For B2B marketers with long sales cycles, this creates a specific problem. A 30-day attribution window might capture the initial touchpoint, but if your average deal takes 90 days to close, the platform's conversion count will systematically understate the true impact of upper-funnel campaigns. Conversely, if you are running retargeting campaigns that touch prospects multiple times before close, every platform in the mix will claim credit for the same deal.

Building a Reconciliation Model

The solution is not to pick a "source of truth" and ignore the others. It is to build a model that maps platform-reported conversions to actual revenue, with explicit assumptions about overlap and attribution.

Start with your CRM as the anchor. This is the only system that records actual closed revenue. Then work backward: for each closed deal, identify which platforms claimed credit and with what attribution logic. Over time, you will develop platform-specific conversion-to-revenue ratios that account for double-counting and tracking gaps.

For example, you might find that Meta-reported conversions convert to CRM-verified revenue at a 0.6 ratio, while Google-reported conversions convert at 0.8. These ratios are not fixed; they will vary by campaign type, audience segment, and funnel stage. But they give you a defensible basis for budget allocation that does not depend on taking any single platform's numbers at face value.

The second step is to align attribution windows where possible. If you are comparing Meta and Google, consider setting both to the same click window, even if it means deviating from platform defaults. This will not eliminate discrepancies, but it will reduce the portion of variance attributable to window differences versus tracking differences.

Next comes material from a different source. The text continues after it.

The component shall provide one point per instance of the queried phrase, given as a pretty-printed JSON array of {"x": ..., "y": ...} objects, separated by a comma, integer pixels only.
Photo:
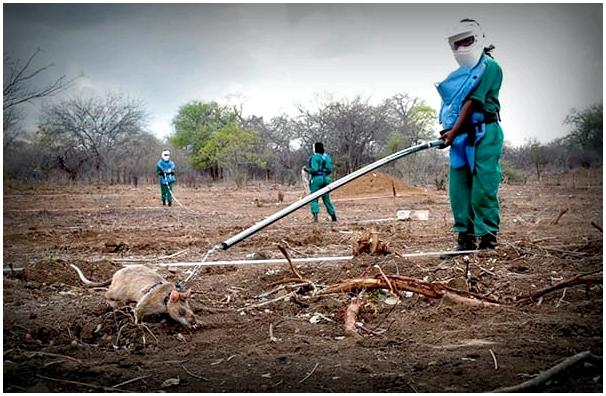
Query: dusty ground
[{"x": 57, "y": 331}]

Third, run incrementality tests. Geo-holdouts or matched-market experiments can tell you what actually happens to revenue when you turn a channel off, independent of what the platform claims. This is the only way to validate your reconciliation model against real-world outcomes.

The Board Conversation

When you present marketing performance to the board, lead with the reconciliation model, not the raw platform numbers. Show the assumptions: which platforms are included, what attribution windows are in effect, what conversion-to-revenue ratios you are applying, and what the confidence interval looks like.

This is not about admitting uncertainty. It is about demonstrating that you understand the measurement system well enough to make decisions despite its limitations. A CFO will trust a CMO who can explain why the numbers diverge far more than one who pretends they should match.

The platforms are not lying to you. They are each telling a partial truth, optimized for their own incentives. Your job is to build the model that translates those partial truths into a forecast you can defend.